[Met Performance] CID:138170
Lucia di Lammermoor {205} Metropolitan Opera House: 12/13/1944.

(Review)


Metropolitan Opera House
December 13, 1944


LUCIA DI LAMMERMOOR {205}
Donizetti-Cammarano

Lucia...................Patrice Munsel
Edgardo.................Jan Peerce
Enrico..................Leonard Warren
Raimondo................Nicola Moscona
Normanno................Lodovico Oliviero
Alisa...................Thelma Votipka
Arturo..................Richard Manning

Conductor...............Cesare Sodero

Director................Lothar Wallerstein
Designer................Richard Rychtarik
Choreographer...........Laurent Novikoff

Lucia di Lammermoor received ten performances this season.

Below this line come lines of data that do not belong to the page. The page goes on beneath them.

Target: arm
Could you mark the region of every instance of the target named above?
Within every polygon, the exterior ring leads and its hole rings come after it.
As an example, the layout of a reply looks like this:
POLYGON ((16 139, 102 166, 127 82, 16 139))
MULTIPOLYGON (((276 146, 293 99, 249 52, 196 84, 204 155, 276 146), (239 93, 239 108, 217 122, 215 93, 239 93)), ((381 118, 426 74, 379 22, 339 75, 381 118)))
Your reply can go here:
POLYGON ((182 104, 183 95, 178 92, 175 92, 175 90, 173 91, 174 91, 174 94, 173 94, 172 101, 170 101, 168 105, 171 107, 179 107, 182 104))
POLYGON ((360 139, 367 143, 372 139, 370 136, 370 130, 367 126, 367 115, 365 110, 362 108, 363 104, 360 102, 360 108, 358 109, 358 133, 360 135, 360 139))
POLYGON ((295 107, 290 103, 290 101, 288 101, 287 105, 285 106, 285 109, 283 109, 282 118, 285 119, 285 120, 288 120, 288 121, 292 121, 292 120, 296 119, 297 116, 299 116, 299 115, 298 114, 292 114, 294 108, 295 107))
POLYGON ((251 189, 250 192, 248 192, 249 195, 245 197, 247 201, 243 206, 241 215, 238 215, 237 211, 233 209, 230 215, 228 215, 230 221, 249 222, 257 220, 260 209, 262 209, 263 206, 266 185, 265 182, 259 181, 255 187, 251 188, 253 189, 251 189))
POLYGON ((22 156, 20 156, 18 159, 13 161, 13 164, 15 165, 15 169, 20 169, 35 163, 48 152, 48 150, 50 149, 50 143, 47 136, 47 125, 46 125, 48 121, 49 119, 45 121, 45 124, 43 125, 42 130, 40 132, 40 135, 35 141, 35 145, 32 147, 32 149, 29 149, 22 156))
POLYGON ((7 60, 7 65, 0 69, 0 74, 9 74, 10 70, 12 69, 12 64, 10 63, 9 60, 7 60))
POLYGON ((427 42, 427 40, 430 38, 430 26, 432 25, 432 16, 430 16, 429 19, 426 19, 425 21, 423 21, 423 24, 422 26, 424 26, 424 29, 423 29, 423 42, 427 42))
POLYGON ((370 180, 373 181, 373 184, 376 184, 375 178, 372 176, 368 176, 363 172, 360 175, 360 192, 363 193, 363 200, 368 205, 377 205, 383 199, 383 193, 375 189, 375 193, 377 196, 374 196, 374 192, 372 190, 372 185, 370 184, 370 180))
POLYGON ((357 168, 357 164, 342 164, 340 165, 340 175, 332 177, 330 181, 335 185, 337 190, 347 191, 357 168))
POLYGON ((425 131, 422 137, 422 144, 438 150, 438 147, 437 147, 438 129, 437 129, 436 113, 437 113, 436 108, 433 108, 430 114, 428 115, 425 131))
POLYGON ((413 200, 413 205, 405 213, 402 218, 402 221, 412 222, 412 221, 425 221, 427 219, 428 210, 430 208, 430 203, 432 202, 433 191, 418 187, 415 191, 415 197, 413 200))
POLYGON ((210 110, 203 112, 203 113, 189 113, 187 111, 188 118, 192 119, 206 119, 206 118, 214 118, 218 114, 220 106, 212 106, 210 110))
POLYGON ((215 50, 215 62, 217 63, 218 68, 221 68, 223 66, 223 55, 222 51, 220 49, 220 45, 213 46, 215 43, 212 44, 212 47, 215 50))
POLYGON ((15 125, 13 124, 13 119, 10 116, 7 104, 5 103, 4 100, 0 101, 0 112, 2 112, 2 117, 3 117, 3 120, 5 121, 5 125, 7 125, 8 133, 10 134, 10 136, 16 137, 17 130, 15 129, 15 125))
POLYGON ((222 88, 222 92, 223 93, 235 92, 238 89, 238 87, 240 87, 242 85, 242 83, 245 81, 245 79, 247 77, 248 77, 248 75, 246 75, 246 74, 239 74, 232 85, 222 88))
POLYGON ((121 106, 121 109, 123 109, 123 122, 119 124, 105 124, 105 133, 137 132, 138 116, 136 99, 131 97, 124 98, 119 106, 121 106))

Review of Mark A. Shubart in The New York Times

MISS MUNSEL MAKES HER DEBUT IN 'LUCIA'

Last night's performance of `Lucia," the first of the season at the Metropolitan, was generally a lacklustre affair, with little more than competence on the stage and some uninspired playing in the pit. It had neither pace nor style, and the elaborate Metropolitan sets and costumes did not help to detract attention from the fact.

Singing the title role for the first time, Miss Munsel did little to change earlier evaluations of her abilities. Despite the remarkable agility of her voice, which negotiated the florid coloratura arias with apparent ease and lent her singing a falsely spectacular appearance, it is a small soprano, and one which is lacking in warmth and vibrancy. Above G and A flat it has a light, birdlike quality, but the lower register is neither strong enough, nor dramatic enough, successfully to portray an essentially dramatic role such as Donizetti's.

In that most famous of all coloratura tours-de-force, the Mad Scene, Miss Munsel had ample opportunity to display vocal pyrotechnics and did so to the obvious enjoyment of the audience. That she sang the role with poise and assurance is, at the age of 19, something of an achievement. But her immaturity in dealing with the serious vocal and dramatic problems inherent in the role should give pause for thought in the planning of her future career.

The rest of the cast, overshadowed by Miss Munsel's efforts, produced no distinguished performances. Mr. Peerce was not in good voice and, despite his usual impeccable musicianship, was reduced, at times, to shouting. Mr. Warren, too, seemed to fall under the spell of the hour, and Mr. Manning has yet to display more than routine talents. Mr. Moscona and Miss Votipka were perhaps the only singers who escaped from the evening unscathed, both singing with a vocal assurance and stagecraft suitable to the Metropolitan.